HDP Kocaeli Milletvekili Ömer Faruk Gergerlioğlu’na Afyonkarahisar 2 No’lu T Tipi Kapalı Cezaevi’nden mektup gönderen adli mahkum Sabahat Kunduracı, cezaevinde yanında kalan küçük oğlunun özel rehabilitasyon görmesi gerektiğini belirterek, şu talepte bulundu:

“Afyon 2 No’lu T Tipi Kapalı Cezaevi’nde bulunmakta oğlum D. K. Kunduracı ile birlikte kalmaktayım. Oğlum hasta, Afyon’da oğlumun tedavisi yapılamıyor. Özel rehabilitasyon görmesi gerektiği söylendi doktorlar tarafından fakat çocuğum 5. ayında ve hiçbir tedavi göremedi. Oğlumun sol elinin bilekten sonrası yok, kalbi delik ve böbreğinde sıkıntı var. Ayrıca solunum sıkıntısı nedeniyle 7 gün yoğun bakımda yattı. Bebeğimi kaybetmek üzereydim. Geçtiğimiz hafta solunum sıkıntısı nedeniyle tekrar hastaneye götürüldük ve sigara içilen ortamda kesinlikle durmaması gerektiğini söyledi doktor. Ben 11 yıl boyunca çocuk sahibi olabilmek için il, il eşimle hastanelere gittik. Çocuğumu tedavi edebilmek için temyizden vazgeçtim. İnfaz ertelemesi verilsin ki oğlumu tedavi ettirebileyim.”

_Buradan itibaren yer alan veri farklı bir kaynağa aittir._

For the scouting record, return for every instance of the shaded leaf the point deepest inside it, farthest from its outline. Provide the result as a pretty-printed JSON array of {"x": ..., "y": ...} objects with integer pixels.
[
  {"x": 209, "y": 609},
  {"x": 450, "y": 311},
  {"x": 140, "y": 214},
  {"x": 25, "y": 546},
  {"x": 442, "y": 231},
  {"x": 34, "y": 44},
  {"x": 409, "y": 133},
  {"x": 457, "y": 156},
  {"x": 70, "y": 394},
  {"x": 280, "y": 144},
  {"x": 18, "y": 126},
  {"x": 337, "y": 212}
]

Gergerlioğlu, Kunduracı’nın talebini TBMM İnsan Haklarını İnceleme Komisyonu’na taşıdı. Komisyon Başkanı Hakan Çavuşoğlu, Kunduracı’nın durumuyla ilgili Gergerlioğlu’nun yaptığı başvuruya şu yanıtı verdi:

“Komisyonumuza Sabahat Kunduracı hakkında yapmış olduğunuz, yargı mercilerinin görev alanına giren şikayeti içeren ilgi başvurunuz incelenmiştir.

Ancak Anayasanın 138’inci maddesinin ikinci fıkrasındaki ‘Hiçbir organ, makam, merci veya kişi, yargı yetkisinin kullanılmasında mahkemelere ve hakimlere emir ve talimat veremez; genelge gönderemez; tavsiye ve telkinde bulunamaz...’ ve dördüncü fıkrasındaki ‘Yasama ve yürütme organları ile idare, mahkeme kararlarına uymak zorundadır; bu organlar ve idare, mahkeme kararlarını hiçbir suretle değiştiremez...’ hükümleri uyarınca, yasama organının bir birimi olan Komisyonumuzca yargı yetkisine ilişkin hususlar hakkında işlem yapılamamaktadır.

YARGI YOLUNU GÖSTERDİ

Fakat Anayasanın 148’inci ve Anayasa Mahkemesinin Kuruluşu ve Yargılama Usulleri Hakkında Kanunun 45 ila 51 inci maddeleri uyarınca, Anayasa'da güvence altına alınmış temel hak ve özgürlüklerden Avrupa İnsan Hakları Sözleşmesi kapsamındaki herhangi birinin kamu gücü tarafından ihlal edildiği iddiasıyla, tüm yargı süreçlerinin tüketildiği tarihten itibaren otuz gün içinde Anayasa Mahkemesine bireysel başvuru yapılabilir.

Ayrıca son olarak, iç hukuk yollarının tüketilmesi akabinde dört ay içerisinde, Avrupa İnsan Hakları Sözleşmesi kapsamında güvence altına alınmış olan hakların ihlal edildiği iddiasıyla, Avrupa İnsan Hakları Mahkemesine de başvuru yapılabilir.”